The U.S. business group of Sun Life Financial, Inc. (NYSE: SLF, TSX: SLF) today reported a tenfold rise in the number of individual $1 million or more catastrophic claims paid by the company over the past four years. These findings are based on a study released today by Sun Life Financial U.S., the largest independent writer of stop-loss insurance in the U.S., with $915 million of in-force premium as of December 31, 2013.

The most significant rise related to complications surrounding dependent infants, including premature births, failure to thrive newborns and congenital anomalies, according to Sun Life. While there was no single explicit driver for the increase in these particular complications, Sun Life continues to monitor the underlying business, specific claims, and potential trends related to health care costs and demographics. The Company also notes that these diagnoses often stemmed from normal pregnancies that unexpectedly turned into catastrophic claims, reinforcing the need for protection against "unpredictable" catastrophic claims.
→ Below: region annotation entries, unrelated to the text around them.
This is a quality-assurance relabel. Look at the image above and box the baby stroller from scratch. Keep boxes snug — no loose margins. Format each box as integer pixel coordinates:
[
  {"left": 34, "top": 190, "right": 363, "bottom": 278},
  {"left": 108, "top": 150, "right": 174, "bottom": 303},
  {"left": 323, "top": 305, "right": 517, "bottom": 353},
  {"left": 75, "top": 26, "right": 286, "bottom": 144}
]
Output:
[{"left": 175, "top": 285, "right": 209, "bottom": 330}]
“Sun Life is seeing more catastrophic stop-loss claims with higher price tags,” said Karin James, Assistant Vice President of Strategic Operations for Sun Life’s Stop-Loss business. “In 2013 alone, we paid more than double the number of individual $1 million or more catastrophic claims compared to the prior year, by far the biggest annual jump in the study. We anticipate costs will only continue to rise as new technologies are adopted, advanced drug therapies are introduced, and the Affordable Care Act increases access for participants.”

The study ranks the top ten mostly costly stop-loss catastrophic claims filed between 2010 and year-end 2013 by Sun Life Stop-Loss insurance policyholders with up to 100,000 employees. In the four-year period, Sun Life Financial processed over 100,000 claims and reimbursed over $1.9 billion in catastrophic claims to self-funded employers. The report shows the aggregate cost for each claim condition reimbursed by Sun Life. The cost reflects two factors: (1) severity, or the underlying cost of the claim and, (2) frequency, or the number of times the claim occurs.

“We believe sharing insights on the scale and trend of catastrophic claims can help self-insured employers, brokers, and TPAs devise better strategies to manage the costs of catastrophic illness,” added James. “Without stop-loss insurance, the self-insured employers in our study would have paid an additional $2 billion in catastrophic medical costs from 2010 to 2013. The findings of this year’s study also reveal the need to protect against claims from routine health events that are not expected to be catastrophic.”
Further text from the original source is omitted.